Word of the decision, Marin Audubon Society v. FAA, spread quickly. Almost immediately, parties seized on the ruling to supplement arguments in pending litigation. The parties challenging the CEQ's final Phase 2 NEPA regulations, for instance, provided the court additional briefing on implications of the Marin ruling. The reply briefs in Seven County Infrastructure Coalition v. Eagle County—including the one we filed on behalf of petitioners—also refer to the decision. And anyone involved in a pending NEPA review needs to let the lead agencies know that there may be an issue relying on the CEQ's regulations.
The reality facing parties continuing to deal with NEPA, either during the environmental review process or while defending final documents in court, is complicated.
To start, it isn't clear whether the D.C. Circuit ruling will stand. Either the Marin Audubon Society or the Justice Department could file a petition for rehearing en banc at the end of December. If the full D.C. Circuit decides to revisit the decision, it could reverse. And, whether or not the D.C. Circuit takes another look (or is even asked to), the parties could seek U.S. Supreme Court review. But any such efforts in the Supreme Court would happen after the new Trump DOJ and CEQ is making litigation decisions.
In the meantime, we don't know how the new administration will manage the CEQ's NEPA regulations more generally. We see several options:
- Rescind and Revise the 2024 Phase 2 Rule – Prior to the Marin decision, this was the most likely scenario. The previous Trump administration issued its version of the regulations in 2020. It wouldn't have taken too much effort to recall that Federal Register notice and update that version of the regulations with the most recent NEPA amendments. But now? There are more choices for the new administration.
- Withdraw the 2024 Phase 2 Rule and Leave CEQ Out of the Mix – The new administration might decide that allowing each agency to devise its own rules would be preferable to CEQ doing anything. But this approach could allow too much flexibility. What's more, some important agencies, like the Federal Energy Regulatory Commission, don't have their own NEPA rules. So the new administration may decide that a government-wide set of rules implemented by CEQ might make things easier.
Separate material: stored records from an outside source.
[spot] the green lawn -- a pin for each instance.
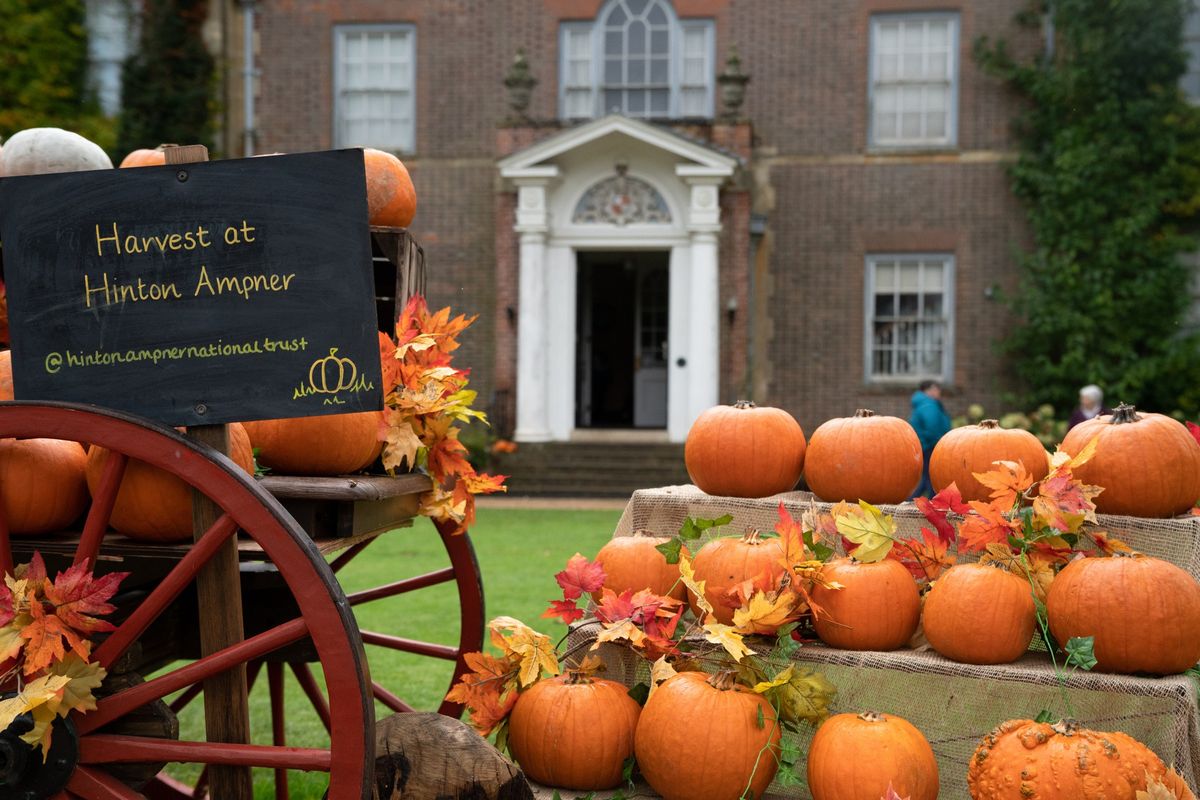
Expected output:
(519, 553)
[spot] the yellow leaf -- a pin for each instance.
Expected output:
(727, 638)
(763, 614)
(533, 649)
(696, 587)
(659, 672)
(778, 680)
(873, 531)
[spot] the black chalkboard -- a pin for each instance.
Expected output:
(196, 294)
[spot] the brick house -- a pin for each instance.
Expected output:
(640, 246)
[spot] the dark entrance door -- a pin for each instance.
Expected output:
(622, 341)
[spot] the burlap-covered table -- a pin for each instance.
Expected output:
(953, 704)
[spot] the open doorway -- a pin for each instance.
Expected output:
(622, 340)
- Allow the Lower Courts to Take the Lead – Not only might the D.C. Circuit rethink the Marin ruling, but the North Dakota District Court will soon chime in on challenges to the Phase 2 Rule. The new administration's work could be done for it by the judicial branch. With so many environmental and natural resources issues on their agenda, it may be a viable strategy to let courts act first and then address any decisions that are not in concert with the new administration's priorities via statute or regulation.
- Advance Further Permitting/NEPA Reform in Congress – This is a likely scenario. While it may take time and effort (especially getting over a Senate filibuster), there could be bipartisan support for legislation consistent with pending proposals that seem unlikely to get a hearing in the lame duck session. The new administration may wish to see what comes out of Capitol Hill before it devotes resources to updating regulations.
- Wait for the Supreme Court Ruling in Seven County Infrastructure – The future of NEPA compliance also lies in the hands of the Supreme Court. After argument on December 10, a ruling in this potential watershed case will arrive no later than the end of June. Just like it could for Congress to act on NEPA and permitting reform, the administration could wait for guidance from the Court about the future NEPA compliance.
For now, a "wait and see" approach is best. But if you're in the middle of a NEPA review, don't presume the CEQ rules apply—look at agency rules and the amended provisions in NEPA itself. And if you're facing a challenge to a completed NEPA review, you may have to make some creative arguments, again focusing on the statute, not the CEQ rules.